Given the above plot, how many of the 20 measurements taken at each dose came from the OJ or VC group. To find out, we can set fill=supp. Like color in the scatter plot, fill, allows us to include a second independent variable in our graph. The plot below tells us that 10 measurements were taken from the OJ group and 10 were taken from the VC group at each dose.

ggplot(data=a1)+
  geom_bar(mapping=aes(x=dose, fill=supp), color="black")

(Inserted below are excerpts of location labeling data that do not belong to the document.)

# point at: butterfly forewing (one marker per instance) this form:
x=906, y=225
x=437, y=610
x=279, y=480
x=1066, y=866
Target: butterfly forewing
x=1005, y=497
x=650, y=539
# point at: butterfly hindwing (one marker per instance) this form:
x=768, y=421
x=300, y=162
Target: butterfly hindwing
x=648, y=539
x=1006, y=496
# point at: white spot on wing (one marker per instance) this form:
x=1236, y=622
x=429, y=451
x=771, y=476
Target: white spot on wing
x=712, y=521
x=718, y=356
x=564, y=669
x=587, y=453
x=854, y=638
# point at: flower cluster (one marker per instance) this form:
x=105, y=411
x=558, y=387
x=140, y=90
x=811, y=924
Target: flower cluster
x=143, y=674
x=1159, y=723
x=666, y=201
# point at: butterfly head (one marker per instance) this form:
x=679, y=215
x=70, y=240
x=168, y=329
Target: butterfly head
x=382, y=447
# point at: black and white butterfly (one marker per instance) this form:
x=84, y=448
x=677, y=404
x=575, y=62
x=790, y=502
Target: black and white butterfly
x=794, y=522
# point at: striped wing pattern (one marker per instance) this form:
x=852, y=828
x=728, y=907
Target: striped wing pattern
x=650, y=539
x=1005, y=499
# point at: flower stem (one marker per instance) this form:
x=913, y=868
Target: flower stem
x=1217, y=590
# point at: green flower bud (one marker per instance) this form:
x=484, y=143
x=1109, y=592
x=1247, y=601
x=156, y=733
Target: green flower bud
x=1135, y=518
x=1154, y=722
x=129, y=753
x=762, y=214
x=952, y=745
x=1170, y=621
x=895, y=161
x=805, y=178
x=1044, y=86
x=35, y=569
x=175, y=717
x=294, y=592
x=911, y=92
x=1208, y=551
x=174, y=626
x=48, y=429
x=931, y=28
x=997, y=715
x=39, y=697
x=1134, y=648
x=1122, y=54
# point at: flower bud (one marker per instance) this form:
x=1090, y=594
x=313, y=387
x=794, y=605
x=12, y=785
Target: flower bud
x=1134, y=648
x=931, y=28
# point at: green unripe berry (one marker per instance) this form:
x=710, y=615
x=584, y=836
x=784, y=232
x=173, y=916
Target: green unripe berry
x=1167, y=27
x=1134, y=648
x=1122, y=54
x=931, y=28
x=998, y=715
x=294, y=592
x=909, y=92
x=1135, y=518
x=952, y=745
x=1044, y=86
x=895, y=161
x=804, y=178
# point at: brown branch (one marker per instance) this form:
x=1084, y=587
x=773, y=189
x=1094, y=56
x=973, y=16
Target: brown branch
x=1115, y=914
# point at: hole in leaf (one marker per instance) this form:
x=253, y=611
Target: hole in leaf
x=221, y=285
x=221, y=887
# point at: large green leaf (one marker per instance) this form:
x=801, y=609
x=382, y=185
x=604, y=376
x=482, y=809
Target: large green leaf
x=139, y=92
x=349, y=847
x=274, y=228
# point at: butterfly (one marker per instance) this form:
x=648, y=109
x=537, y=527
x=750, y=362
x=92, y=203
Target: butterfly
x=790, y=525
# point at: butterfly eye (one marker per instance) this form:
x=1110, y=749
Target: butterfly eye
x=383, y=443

By default, geom_bar stacks bars from different groups. If we do not like the arrangement, we can use position_dodge to arrange the bars from the OJ and VC groups side-by-side.

ggplot(data=a1)+
  geom_bar(mapping=aes(x=dose,fill=supp), color="black",
           position=position_dodge())

stat_count() is a great way to compare differences in sample sizes between treatment categories or other variables and can be a great way to explore and represent metadata associated with -omics data.

stat = identity

Above, we learned about the number of tooth length measurements taken at each dose and supplement combination using the default stat="count" transformation of geom_bar. But what if we want to specify a y axis and plot exactly the values of our dependent variable in the y axis? This can be done in geom_bar by setting stat="identity".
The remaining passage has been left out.